Unternehmen sollten sicherstellen, dass alle Unterlagen zentral, aktuell und verfügbar sind. Regelmäßige interne Audits helfen, Schwachstellen frühzeitig zu erkennen. Während des Besuchs ist es ratsam, ein eigenes Protokoll zu führen. Eine offene und kooperative Kommunikation mit der Aufsichtsperson wird positiv bewertet.
Zukunftsthemen: Psyche und Daten
Die Schwerpunkte der Berufsgenossenschaften verschieben sich mit der Arbeitswelt. Neben der physischen Sicherheit rückt die Beurteilung psychischer Belastungen immer stärker in den Fokus. Unternehmen müssen hierfür schlüssige Konzepte in ihrer Gefährdungsbeurteilung nachweisen können.
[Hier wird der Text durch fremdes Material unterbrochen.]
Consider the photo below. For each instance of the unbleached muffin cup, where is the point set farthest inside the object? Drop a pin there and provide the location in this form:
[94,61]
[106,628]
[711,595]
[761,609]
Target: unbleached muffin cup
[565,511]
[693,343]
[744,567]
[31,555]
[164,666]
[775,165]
Zudem wird die Überwachung datenbasierter. Die enger werdende Zusammenarbeit mit staatlichen Behörden und elektronische Datenübertragung sollen effizientere Prüfungen ermöglichen. Für Betriebe bedeutet das: Eine proaktive und gut dokumentierte Arbeitsschutzorganisation wird zum entscheidenden Faktor für eine nachhaltige Unternehmensführung.